The rule excludes disputed accounts from more than two years ago, along with those related to theft. But the lender must document an identity theft or police report on the fraudulent charges.

The unintentional consequences could be severe for those still originating mortgages.

"We expect this revision will certainly kick some buyers out of the marketplace, and we’re in ongoing efforts to quantify how extreme the impact will be," said Lisa Jackson, senior vice president of research at John Burns Real Estate Consulting. "We did a quick sample of some of our builder clients focused on the entry level. They cited impact to varying degrees, with one reporting the new rule would disqualify 60% to 84% of his buyers currently under contract at specific communities."

An FHA spokesman said the rule was designed as another protection for the FHA emergency fund. The fund levels slipped to 0.2% of at-risk insurance last year, well below the 2% mandated by Congress. The FHA will raise insurance premiums on April 1 as well to boost the fund by $1 billion.
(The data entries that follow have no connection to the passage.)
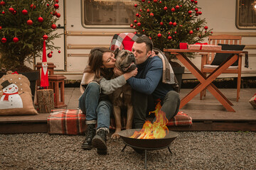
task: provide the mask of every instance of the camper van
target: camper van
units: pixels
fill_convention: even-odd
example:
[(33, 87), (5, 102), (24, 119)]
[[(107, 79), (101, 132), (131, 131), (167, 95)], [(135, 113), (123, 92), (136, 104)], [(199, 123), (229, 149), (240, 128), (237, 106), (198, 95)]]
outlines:
[[(248, 52), (249, 67), (242, 62), (242, 77), (256, 76), (256, 1), (255, 0), (198, 1), (202, 15), (213, 35), (233, 35), (242, 36), (244, 50)], [(55, 74), (63, 74), (67, 79), (81, 79), (87, 63), (90, 50), (97, 46), (109, 47), (116, 33), (134, 33), (130, 27), (134, 19), (133, 0), (60, 0), (58, 31), (61, 38), (54, 42), (60, 47), (53, 51), (48, 62), (56, 66)], [(208, 39), (205, 40), (208, 42)], [(201, 67), (201, 55), (195, 54), (192, 62)], [(36, 62), (41, 62), (41, 58)], [(178, 61), (177, 61), (178, 62)], [(182, 65), (182, 64), (181, 64)], [(225, 74), (220, 77), (235, 77)], [(195, 79), (186, 69), (183, 79)]]

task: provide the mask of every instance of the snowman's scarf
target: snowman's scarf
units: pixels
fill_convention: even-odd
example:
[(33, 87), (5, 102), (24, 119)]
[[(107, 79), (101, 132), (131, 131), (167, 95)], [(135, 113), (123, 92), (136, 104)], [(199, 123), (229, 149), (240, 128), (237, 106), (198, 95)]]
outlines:
[(13, 94), (17, 94), (18, 92), (14, 93), (14, 94), (6, 94), (6, 93), (3, 93), (3, 95), (5, 95), (4, 98), (4, 101), (8, 101), (8, 98), (9, 98), (9, 96), (10, 95), (13, 95)]

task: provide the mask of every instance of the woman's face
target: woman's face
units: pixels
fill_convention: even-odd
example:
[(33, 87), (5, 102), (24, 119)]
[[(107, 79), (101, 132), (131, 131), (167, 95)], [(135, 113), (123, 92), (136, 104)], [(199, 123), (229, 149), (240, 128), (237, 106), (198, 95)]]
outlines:
[(103, 66), (106, 69), (114, 68), (115, 63), (114, 55), (111, 52), (105, 52), (102, 56)]

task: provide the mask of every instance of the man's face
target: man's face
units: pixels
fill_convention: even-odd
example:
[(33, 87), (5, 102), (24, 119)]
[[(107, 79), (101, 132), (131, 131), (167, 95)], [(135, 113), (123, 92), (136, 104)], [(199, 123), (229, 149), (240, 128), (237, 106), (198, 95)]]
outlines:
[(144, 62), (151, 54), (151, 51), (146, 52), (145, 42), (139, 44), (134, 42), (132, 48), (132, 52), (134, 55), (137, 64)]

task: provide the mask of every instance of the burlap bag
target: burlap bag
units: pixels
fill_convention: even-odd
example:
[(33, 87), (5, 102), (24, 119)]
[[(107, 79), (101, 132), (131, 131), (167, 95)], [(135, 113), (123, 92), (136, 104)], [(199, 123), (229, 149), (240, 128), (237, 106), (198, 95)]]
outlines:
[(0, 115), (38, 114), (28, 78), (8, 72), (0, 79)]

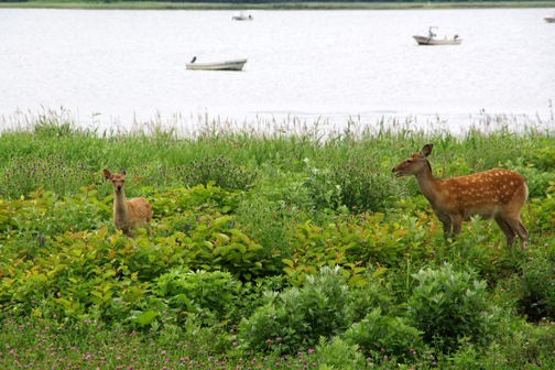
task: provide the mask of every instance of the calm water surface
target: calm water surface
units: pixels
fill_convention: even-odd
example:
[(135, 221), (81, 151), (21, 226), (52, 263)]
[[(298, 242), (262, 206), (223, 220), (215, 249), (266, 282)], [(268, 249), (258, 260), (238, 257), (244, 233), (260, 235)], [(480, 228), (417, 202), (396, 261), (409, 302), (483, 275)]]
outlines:
[[(481, 110), (549, 119), (549, 9), (254, 11), (0, 10), (0, 116), (63, 106), (83, 124), (130, 126), (208, 112), (345, 123), (349, 116), (436, 117)], [(460, 46), (417, 46), (437, 25)], [(242, 72), (186, 70), (248, 58)], [(95, 118), (92, 118), (92, 115)]]

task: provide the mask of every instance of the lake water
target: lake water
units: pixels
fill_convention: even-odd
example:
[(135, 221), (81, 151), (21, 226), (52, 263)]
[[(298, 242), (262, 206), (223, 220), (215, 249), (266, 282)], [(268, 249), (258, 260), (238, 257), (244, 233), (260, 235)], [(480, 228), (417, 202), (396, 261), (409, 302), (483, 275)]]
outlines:
[[(0, 116), (69, 110), (80, 124), (205, 115), (345, 124), (481, 112), (552, 120), (551, 9), (253, 11), (0, 10)], [(438, 26), (460, 46), (417, 46)], [(242, 72), (186, 70), (248, 58)], [(552, 120), (553, 122), (553, 120)]]

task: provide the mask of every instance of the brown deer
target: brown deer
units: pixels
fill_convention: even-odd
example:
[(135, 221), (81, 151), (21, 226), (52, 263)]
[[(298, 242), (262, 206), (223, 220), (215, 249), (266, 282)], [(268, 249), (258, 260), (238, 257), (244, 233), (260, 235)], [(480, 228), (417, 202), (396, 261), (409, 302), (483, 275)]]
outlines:
[[(112, 175), (105, 170), (104, 175), (112, 182), (113, 186), (113, 226), (122, 230), (128, 237), (133, 236), (133, 230), (142, 227), (143, 224), (152, 219), (152, 207), (144, 198), (132, 198), (126, 200), (123, 185), (126, 183), (126, 168), (121, 168), (121, 174)], [(145, 225), (146, 231), (151, 233), (150, 225)]]
[(521, 249), (527, 246), (529, 232), (520, 219), (527, 198), (526, 182), (522, 175), (508, 170), (489, 170), (468, 176), (437, 179), (432, 174), (427, 156), (433, 144), (424, 145), (417, 154), (393, 167), (396, 177), (415, 175), (416, 183), (443, 224), (445, 238), (460, 233), (463, 221), (479, 215), (493, 217), (511, 247), (516, 235)]

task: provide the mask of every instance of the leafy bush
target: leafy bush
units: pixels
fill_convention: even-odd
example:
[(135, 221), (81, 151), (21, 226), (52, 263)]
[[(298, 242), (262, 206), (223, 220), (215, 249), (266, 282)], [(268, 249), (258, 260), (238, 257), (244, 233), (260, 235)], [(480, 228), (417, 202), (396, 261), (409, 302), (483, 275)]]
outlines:
[(406, 325), (406, 322), (402, 317), (384, 316), (378, 307), (363, 320), (352, 325), (344, 337), (347, 342), (363, 348), (364, 356), (374, 352), (406, 360), (413, 358), (413, 353), (424, 346), (421, 333)]
[(445, 263), (439, 270), (420, 270), (412, 276), (420, 285), (407, 301), (407, 314), (424, 331), (426, 342), (437, 336), (449, 349), (463, 336), (482, 346), (493, 339), (500, 309), (488, 305), (487, 283), (476, 280), (476, 272), (456, 272)]
[(262, 306), (243, 318), (240, 328), (250, 349), (306, 350), (320, 336), (329, 337), (350, 325), (350, 301), (340, 269), (324, 266), (316, 275), (307, 275), (301, 289), (264, 292)]
[(167, 297), (176, 308), (196, 313), (214, 313), (224, 318), (225, 311), (237, 292), (236, 281), (229, 272), (189, 271), (178, 266), (154, 280), (156, 295)]
[(534, 322), (555, 318), (555, 251), (535, 252), (521, 266), (518, 278), (519, 309)]

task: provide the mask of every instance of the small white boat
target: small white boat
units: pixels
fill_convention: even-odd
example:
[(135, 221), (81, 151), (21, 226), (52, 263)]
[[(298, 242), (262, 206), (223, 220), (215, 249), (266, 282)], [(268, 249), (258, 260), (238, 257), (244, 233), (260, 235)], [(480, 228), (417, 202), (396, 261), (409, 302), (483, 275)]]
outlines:
[(463, 39), (456, 34), (453, 37), (444, 36), (437, 37), (434, 32), (434, 29), (437, 30), (436, 26), (431, 26), (428, 30), (427, 36), (414, 35), (414, 40), (418, 43), (418, 45), (460, 45), (463, 43)]
[(198, 70), (241, 70), (247, 59), (233, 59), (213, 63), (195, 63), (196, 56), (191, 63), (185, 63), (187, 69)]
[(252, 21), (253, 18), (251, 14), (244, 14), (243, 12), (240, 13), (235, 13), (233, 17), (231, 17), (232, 21)]

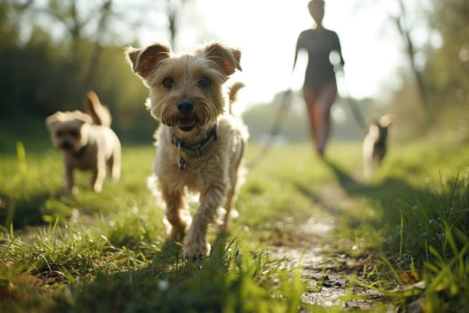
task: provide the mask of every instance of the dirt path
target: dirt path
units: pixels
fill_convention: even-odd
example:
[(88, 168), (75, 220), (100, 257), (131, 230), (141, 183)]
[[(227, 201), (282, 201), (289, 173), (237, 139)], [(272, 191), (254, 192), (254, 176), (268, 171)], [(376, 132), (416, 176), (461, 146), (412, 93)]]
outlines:
[(322, 187), (316, 195), (309, 197), (314, 207), (313, 216), (291, 230), (290, 237), (295, 240), (273, 250), (274, 256), (286, 257), (292, 265), (301, 264), (302, 278), (308, 282), (303, 302), (363, 310), (375, 310), (385, 305), (390, 309), (392, 305), (387, 304), (381, 293), (348, 278), (355, 275), (362, 282), (371, 283), (364, 274), (373, 268), (370, 256), (354, 253), (358, 247), (338, 237), (335, 232), (339, 215), (357, 207), (358, 200), (350, 199), (339, 184)]

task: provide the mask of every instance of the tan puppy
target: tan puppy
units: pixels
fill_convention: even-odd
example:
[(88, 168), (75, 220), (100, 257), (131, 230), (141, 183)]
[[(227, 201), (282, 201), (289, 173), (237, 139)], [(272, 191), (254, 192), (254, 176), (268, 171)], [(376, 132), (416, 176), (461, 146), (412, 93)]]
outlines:
[(111, 115), (93, 92), (87, 95), (86, 111), (56, 112), (46, 119), (54, 146), (63, 151), (65, 191), (78, 193), (73, 171), (91, 171), (93, 190), (100, 192), (107, 170), (121, 176), (121, 142), (111, 130)]
[[(210, 250), (207, 227), (221, 206), (226, 209), (221, 230), (227, 228), (248, 137), (241, 120), (229, 113), (229, 98), (234, 100), (239, 86), (230, 96), (223, 89), (229, 76), (241, 70), (240, 52), (212, 43), (180, 55), (160, 44), (126, 54), (150, 89), (152, 116), (162, 123), (154, 172), (171, 235), (181, 239), (187, 232), (183, 255), (205, 256)], [(199, 194), (192, 221), (188, 191)]]
[(392, 124), (389, 114), (376, 119), (368, 130), (364, 140), (364, 173), (372, 176), (374, 169), (382, 162), (387, 152), (388, 128)]

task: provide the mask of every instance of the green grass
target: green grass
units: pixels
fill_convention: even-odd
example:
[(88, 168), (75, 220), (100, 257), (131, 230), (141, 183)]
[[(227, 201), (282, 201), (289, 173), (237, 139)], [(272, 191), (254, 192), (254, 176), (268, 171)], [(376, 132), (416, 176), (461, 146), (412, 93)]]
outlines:
[[(469, 309), (467, 145), (392, 145), (368, 182), (357, 143), (333, 143), (327, 160), (312, 156), (309, 143), (274, 147), (250, 170), (230, 233), (211, 231), (210, 256), (192, 261), (167, 240), (147, 188), (151, 145), (124, 143), (119, 183), (96, 194), (80, 173), (80, 194), (66, 197), (50, 145), (4, 141), (0, 311), (339, 311), (357, 285), (402, 309), (419, 300), (429, 311)], [(247, 159), (258, 150), (249, 146)], [(270, 250), (307, 249), (297, 228), (326, 214), (337, 223), (323, 239), (330, 253), (366, 266), (346, 275), (340, 305), (302, 304), (307, 277)]]

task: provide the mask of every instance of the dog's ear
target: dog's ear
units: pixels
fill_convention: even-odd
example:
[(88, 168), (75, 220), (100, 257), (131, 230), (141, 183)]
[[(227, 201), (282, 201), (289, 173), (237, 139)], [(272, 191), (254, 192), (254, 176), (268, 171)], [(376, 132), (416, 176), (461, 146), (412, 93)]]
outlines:
[(52, 115), (49, 115), (46, 118), (46, 125), (49, 130), (52, 130), (54, 128), (54, 125), (55, 125), (59, 122), (59, 116), (57, 113), (54, 113)]
[(378, 120), (378, 123), (381, 127), (389, 127), (394, 122), (394, 117), (391, 114), (385, 114)]
[(80, 125), (82, 125), (84, 123), (90, 124), (93, 123), (93, 118), (81, 111), (75, 110), (71, 112), (71, 114), (75, 121), (78, 121), (80, 123)]
[(169, 47), (154, 44), (145, 49), (130, 47), (126, 49), (125, 55), (132, 70), (141, 78), (146, 79), (161, 60), (169, 57), (170, 52)]
[(227, 76), (231, 75), (236, 70), (242, 71), (239, 49), (225, 47), (220, 43), (212, 43), (205, 47), (205, 53)]

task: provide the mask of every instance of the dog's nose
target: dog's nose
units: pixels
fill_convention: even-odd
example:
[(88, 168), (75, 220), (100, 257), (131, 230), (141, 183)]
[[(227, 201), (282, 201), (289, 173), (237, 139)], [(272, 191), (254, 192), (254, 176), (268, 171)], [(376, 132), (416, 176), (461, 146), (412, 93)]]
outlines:
[(60, 148), (64, 148), (64, 149), (68, 149), (68, 148), (71, 148), (71, 144), (68, 141), (63, 141), (60, 144), (59, 146)]
[(194, 104), (189, 99), (182, 99), (178, 102), (178, 111), (182, 114), (188, 114), (194, 109)]

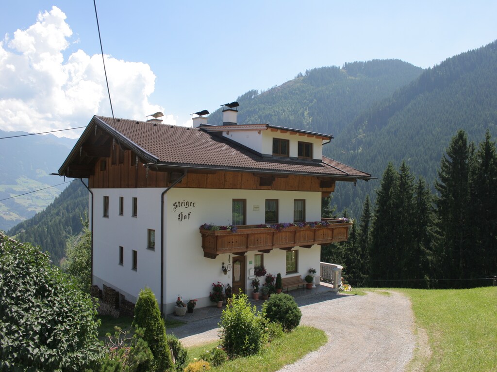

"When performing loan-level reviews of FHA loans, we found that many borrowers with mortgage payment delinquencies had prior credit deficiencies including unpaid collections and unresolved disputed accounts prior to the approval of their loan," the spokesman said. "This change was made to eliminate this layer of risk to FHA-insured loans and help protect our insurance fund."

Because of the FHA insurance premium raises to 1.75%, Radack expects the more qualified borrowers to go to Fannie Mae or Freddie Mac loans, which have smaller charges for private market insurance premiums.

"FHA is not going to be in my vocabulary," Radack said.